We used version v0.80.0 for Hugo. Installing an older version may lead to an issue similar to this.

Fork the starter-academic repository

Visit the starter-academic repository and click on Fork. Once a repository of the same name is created in your GitHub account, clone it to initialize the theme on your computer by using the following commands:

git clone https://github.com/username/starter-academic.git
cd starter-academic
git submodule update --init --recursive

Deploy your website on your GitHub page

As explained here, we need to add the username.github.io repo as a submodule in the public folder of the starter-academic repo. To do so, stop Hugo if it is running and delete the public folder if it exists (type rm -rf public).
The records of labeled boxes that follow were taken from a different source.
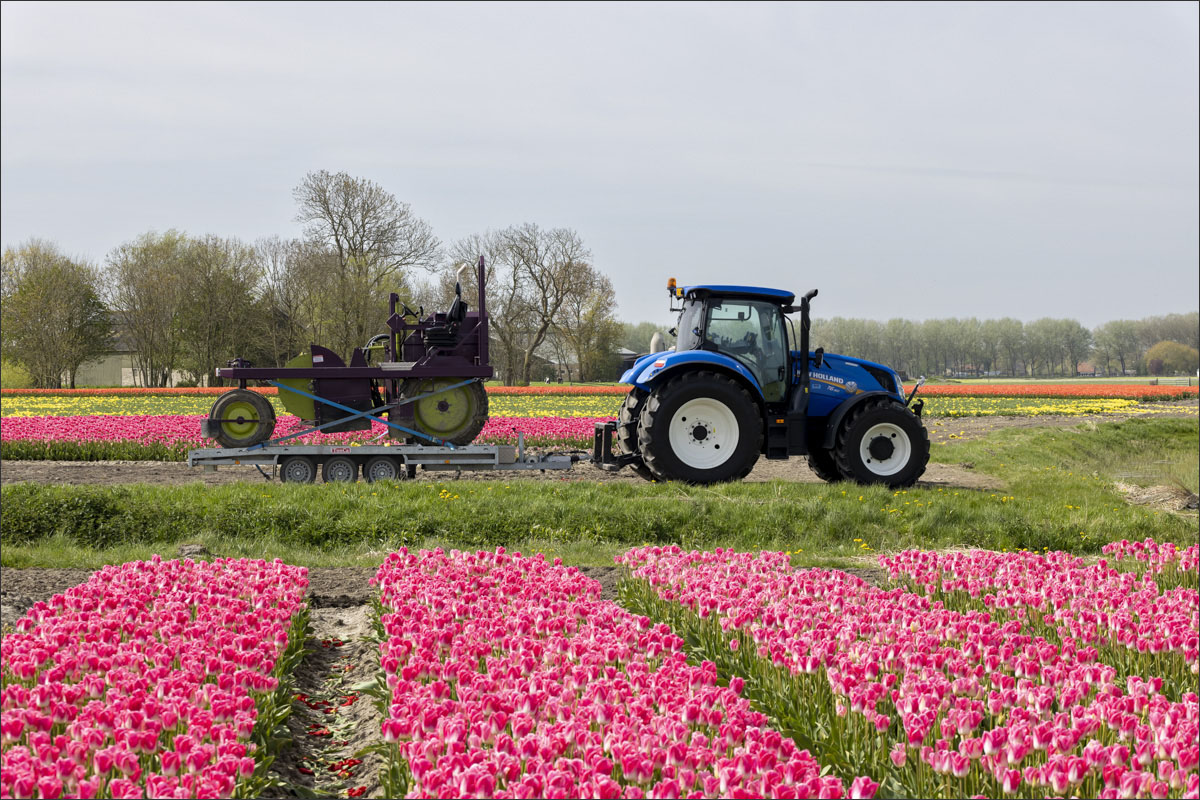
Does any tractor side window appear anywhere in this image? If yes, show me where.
[704,300,787,403]
[676,300,704,353]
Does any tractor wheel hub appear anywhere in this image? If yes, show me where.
[868,437,896,461]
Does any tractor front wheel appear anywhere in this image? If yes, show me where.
[809,445,846,483]
[637,371,762,483]
[209,389,275,447]
[834,401,929,488]
[617,387,654,481]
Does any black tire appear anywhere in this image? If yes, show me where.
[617,387,655,481]
[280,456,317,483]
[809,445,846,483]
[362,456,408,483]
[637,371,762,483]
[320,456,359,483]
[209,389,275,447]
[834,399,929,488]
[401,378,487,446]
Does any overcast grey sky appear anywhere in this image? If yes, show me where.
[0,2,1200,325]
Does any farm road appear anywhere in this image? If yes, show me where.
[0,410,1198,489]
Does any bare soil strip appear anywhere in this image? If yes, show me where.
[271,606,383,798]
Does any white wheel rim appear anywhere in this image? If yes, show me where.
[283,461,317,483]
[367,461,400,481]
[858,422,912,475]
[326,459,354,483]
[668,397,740,469]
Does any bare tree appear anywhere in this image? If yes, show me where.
[294,170,442,355]
[180,235,265,383]
[0,239,112,389]
[554,264,622,380]
[107,230,188,386]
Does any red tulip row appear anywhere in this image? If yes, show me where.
[376,548,876,798]
[0,557,308,798]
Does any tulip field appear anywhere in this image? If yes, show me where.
[0,384,1196,461]
[0,540,1200,798]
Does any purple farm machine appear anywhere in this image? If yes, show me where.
[203,257,492,447]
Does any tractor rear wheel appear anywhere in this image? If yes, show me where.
[834,399,929,488]
[809,445,846,483]
[637,371,762,483]
[617,386,654,481]
[209,389,275,447]
[402,378,487,445]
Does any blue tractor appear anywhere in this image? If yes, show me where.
[594,278,929,487]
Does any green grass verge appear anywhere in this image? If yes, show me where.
[0,419,1200,567]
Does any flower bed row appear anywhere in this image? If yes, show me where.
[0,384,629,397]
[0,557,308,798]
[0,415,602,461]
[0,383,1200,401]
[376,548,876,798]
[619,547,1200,798]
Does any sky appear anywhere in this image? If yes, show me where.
[0,2,1200,326]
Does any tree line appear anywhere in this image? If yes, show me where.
[9,170,620,387]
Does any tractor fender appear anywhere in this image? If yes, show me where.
[821,391,900,450]
[618,350,672,384]
[623,350,763,403]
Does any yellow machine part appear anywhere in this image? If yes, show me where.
[280,353,317,421]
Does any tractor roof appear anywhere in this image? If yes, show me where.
[683,284,796,306]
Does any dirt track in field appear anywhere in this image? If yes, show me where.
[0,401,1198,489]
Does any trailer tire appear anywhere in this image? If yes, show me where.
[362,456,408,483]
[280,456,317,483]
[617,386,654,481]
[834,398,929,489]
[320,456,359,483]
[637,371,762,483]
[809,445,846,483]
[209,389,275,447]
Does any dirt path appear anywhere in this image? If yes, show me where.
[268,604,383,798]
[0,401,1198,489]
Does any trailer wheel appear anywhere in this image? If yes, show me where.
[834,399,929,488]
[617,387,654,481]
[362,456,408,483]
[637,371,762,483]
[320,456,359,483]
[809,445,846,483]
[209,389,275,447]
[280,456,317,483]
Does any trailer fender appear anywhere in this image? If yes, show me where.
[623,350,763,402]
[821,392,900,450]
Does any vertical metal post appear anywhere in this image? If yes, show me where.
[475,255,491,365]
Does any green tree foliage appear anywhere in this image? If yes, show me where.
[0,240,112,389]
[1146,342,1200,374]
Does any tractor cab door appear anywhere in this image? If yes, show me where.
[701,297,788,403]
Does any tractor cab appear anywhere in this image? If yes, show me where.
[670,285,796,403]
[604,278,929,487]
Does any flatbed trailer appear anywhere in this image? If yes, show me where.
[187,435,580,483]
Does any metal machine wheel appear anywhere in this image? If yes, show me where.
[617,387,654,481]
[362,456,408,483]
[402,378,487,445]
[209,389,275,447]
[834,401,929,488]
[808,445,846,483]
[320,456,359,483]
[637,371,762,483]
[280,456,317,483]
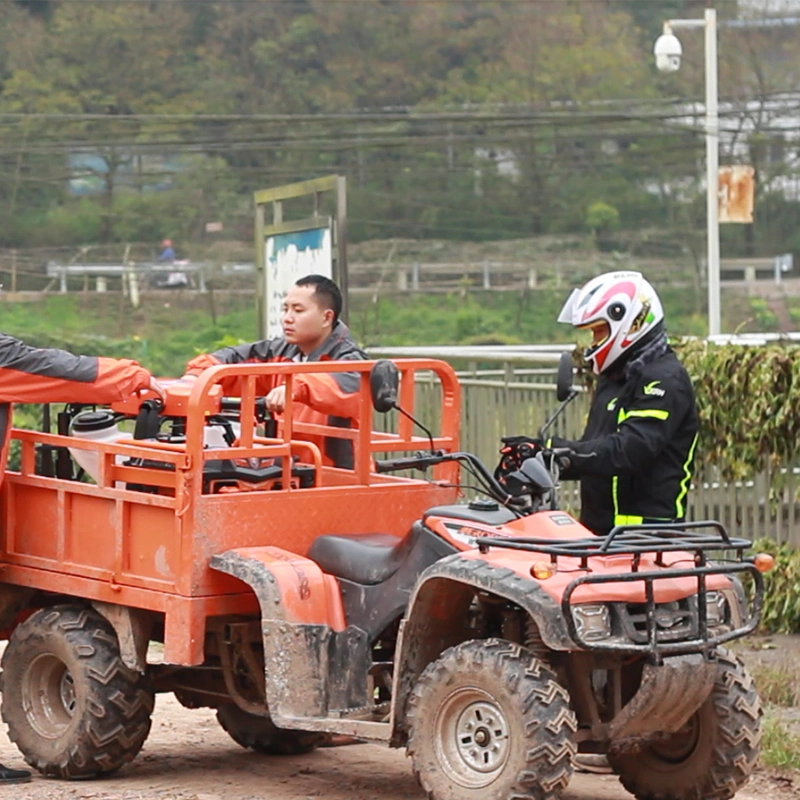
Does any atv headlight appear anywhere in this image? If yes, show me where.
[706,592,728,628]
[572,604,611,642]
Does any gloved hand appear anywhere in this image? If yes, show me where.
[543,436,575,477]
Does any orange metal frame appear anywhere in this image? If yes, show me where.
[0,359,461,665]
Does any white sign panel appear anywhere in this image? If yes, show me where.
[264,223,333,339]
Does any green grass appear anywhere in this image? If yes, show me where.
[761,714,800,771]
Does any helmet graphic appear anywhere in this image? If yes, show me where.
[558,272,664,375]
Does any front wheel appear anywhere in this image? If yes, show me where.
[609,648,761,800]
[2,606,154,778]
[408,639,577,800]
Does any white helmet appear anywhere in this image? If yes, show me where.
[558,272,664,375]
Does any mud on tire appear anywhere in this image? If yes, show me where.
[609,648,761,800]
[408,639,577,800]
[0,606,154,778]
[217,704,327,756]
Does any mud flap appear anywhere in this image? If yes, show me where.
[211,547,370,727]
[609,654,717,750]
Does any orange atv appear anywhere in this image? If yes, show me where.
[0,359,769,800]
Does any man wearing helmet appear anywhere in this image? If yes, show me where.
[548,272,698,535]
Then, type the following command:

git submodule add -f -b master https://github.com/username/username.github.io.git public

Note that in case you want to clone these repos to make changes in your website from another computer, you must follow all the aformentioned steps starting from git clone ....
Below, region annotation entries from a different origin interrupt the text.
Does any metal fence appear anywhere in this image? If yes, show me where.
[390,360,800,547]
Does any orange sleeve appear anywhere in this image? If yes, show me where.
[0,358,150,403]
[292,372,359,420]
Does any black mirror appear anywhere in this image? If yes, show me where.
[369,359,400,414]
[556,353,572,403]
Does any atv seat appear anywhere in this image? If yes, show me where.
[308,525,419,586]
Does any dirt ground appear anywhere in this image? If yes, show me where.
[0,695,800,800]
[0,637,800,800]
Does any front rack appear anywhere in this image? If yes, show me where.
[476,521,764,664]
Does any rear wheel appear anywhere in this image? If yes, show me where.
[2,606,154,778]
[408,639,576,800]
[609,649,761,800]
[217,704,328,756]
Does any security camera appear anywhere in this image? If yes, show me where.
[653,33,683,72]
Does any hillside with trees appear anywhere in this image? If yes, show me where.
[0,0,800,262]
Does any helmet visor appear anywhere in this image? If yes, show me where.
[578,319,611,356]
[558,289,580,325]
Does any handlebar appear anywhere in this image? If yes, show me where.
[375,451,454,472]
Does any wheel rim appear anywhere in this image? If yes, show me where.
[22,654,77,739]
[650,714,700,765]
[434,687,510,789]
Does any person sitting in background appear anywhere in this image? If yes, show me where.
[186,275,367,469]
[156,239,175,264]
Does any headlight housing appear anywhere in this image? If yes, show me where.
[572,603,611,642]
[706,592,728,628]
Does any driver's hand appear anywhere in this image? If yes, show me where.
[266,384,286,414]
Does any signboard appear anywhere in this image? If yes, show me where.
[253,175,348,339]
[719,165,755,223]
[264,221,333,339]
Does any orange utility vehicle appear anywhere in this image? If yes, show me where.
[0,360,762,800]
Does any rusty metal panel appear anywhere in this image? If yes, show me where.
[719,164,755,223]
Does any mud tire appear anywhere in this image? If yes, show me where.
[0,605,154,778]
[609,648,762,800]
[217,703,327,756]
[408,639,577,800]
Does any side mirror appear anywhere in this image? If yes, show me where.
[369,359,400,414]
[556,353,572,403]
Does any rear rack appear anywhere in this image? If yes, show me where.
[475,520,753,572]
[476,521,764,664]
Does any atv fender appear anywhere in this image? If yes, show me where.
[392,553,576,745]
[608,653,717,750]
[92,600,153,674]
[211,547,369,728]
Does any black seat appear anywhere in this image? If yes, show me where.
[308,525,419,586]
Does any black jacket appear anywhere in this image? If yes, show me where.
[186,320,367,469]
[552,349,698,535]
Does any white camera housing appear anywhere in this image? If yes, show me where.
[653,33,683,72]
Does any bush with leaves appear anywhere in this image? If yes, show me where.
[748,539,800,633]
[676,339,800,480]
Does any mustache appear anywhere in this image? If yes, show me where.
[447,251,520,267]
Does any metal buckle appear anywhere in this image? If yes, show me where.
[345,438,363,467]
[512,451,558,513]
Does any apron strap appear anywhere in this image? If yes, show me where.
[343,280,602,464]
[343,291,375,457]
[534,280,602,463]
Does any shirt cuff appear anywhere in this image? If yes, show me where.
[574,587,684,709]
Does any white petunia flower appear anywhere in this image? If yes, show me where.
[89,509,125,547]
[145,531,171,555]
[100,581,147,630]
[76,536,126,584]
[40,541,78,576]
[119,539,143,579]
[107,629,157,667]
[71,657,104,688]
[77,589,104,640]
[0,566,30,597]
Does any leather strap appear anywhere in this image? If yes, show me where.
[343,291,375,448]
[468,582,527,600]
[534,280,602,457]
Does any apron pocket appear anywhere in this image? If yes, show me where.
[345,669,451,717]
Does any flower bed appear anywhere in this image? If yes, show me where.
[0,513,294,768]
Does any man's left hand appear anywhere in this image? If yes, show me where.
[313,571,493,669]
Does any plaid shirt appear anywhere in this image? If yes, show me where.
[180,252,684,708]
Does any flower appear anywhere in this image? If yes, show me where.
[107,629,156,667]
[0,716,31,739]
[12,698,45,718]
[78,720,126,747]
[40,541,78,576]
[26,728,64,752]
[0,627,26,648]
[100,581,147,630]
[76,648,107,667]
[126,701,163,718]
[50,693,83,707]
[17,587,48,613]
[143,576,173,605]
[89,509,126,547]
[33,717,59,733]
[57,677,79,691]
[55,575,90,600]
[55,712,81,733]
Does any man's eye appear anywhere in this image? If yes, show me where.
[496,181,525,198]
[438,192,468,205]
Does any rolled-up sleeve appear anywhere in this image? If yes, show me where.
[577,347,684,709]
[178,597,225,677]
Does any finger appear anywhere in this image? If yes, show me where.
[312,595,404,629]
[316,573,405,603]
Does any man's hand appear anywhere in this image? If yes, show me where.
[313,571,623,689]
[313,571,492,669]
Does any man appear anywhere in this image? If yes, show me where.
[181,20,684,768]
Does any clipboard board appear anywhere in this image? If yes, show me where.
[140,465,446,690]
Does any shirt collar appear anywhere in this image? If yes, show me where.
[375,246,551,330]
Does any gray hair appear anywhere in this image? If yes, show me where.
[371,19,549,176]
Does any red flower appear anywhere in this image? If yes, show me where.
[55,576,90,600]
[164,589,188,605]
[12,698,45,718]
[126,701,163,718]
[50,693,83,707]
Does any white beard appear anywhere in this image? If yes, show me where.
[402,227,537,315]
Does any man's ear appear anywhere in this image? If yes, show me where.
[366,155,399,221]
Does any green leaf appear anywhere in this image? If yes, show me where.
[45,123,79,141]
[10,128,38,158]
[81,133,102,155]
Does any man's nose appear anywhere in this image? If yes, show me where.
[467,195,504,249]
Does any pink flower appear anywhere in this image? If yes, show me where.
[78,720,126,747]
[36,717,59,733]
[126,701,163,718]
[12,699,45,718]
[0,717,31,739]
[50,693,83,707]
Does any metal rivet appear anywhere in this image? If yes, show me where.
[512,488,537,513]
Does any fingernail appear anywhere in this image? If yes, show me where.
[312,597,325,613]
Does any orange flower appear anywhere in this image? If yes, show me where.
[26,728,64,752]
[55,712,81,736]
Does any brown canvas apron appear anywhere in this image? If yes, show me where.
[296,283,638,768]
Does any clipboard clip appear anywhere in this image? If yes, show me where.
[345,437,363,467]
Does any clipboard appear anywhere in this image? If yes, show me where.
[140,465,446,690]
Commit and push your changes for the starter-academic repo and then for the username.github.io submodule, using the following commands:

git add .
git commit -m "Initial commit"
git push -u origin master

hugo

cd public
git add .
git commit -m "Build website"
git push origin master
cd ..

Visit the URL https://username.github.io to see your website!

Update content

The main content lies in section-wise folders in the content directory. The first step is to edit your bio and profile picture (avatar.jpg) in the content/authors/admin subdirectory. Next, in order to activate a widget and/or add the content, edit the markdown files in the content/home subdirectory (follow the instructions mentioned in each of the files), and then proceed to add the content in the same file (e.g. accomplishments.md) or in separate files in the respective subdirectories (e.g. content/projects) following the template provided in the _index.md file. You can visit this page to learn more about how to use different widgets.

Preview changes

In order to see how your website looks, you can type:

hugo server

This will provide you a link, such as http://localhost:1313/username.github.io/. Open your browser to visit this link and preview the changes. Make sure to stop Hugo before making additional changes based on the preview. If you are happy with the preview, you can commit the changes, following the steps mentioned above.

Customize your website

In this section, we discuss some specific aspects of customization, which might be helpful for beginners.

External URLs

In order to make sure that both internal and external URLs work fine, make/add the following changes in the config.toml file.

baseurl = "https:/username.github.io/"
canonifyURLs="true"

After this, the external URLs can be added as it is (starting from http or https) while the internal URLs would start with a / (e.g. /#about in the menus.toml file).

In order to make sure that the internal links open in the same tab, add hrefTargetBlank="true" in the config.toml file.

Changing the theme

Visit this page to learn about the available themes and fonts. You can also create your own theme by following the instructions listed on this page. You can follow this guide to learn about what the result of changing various variables would look like.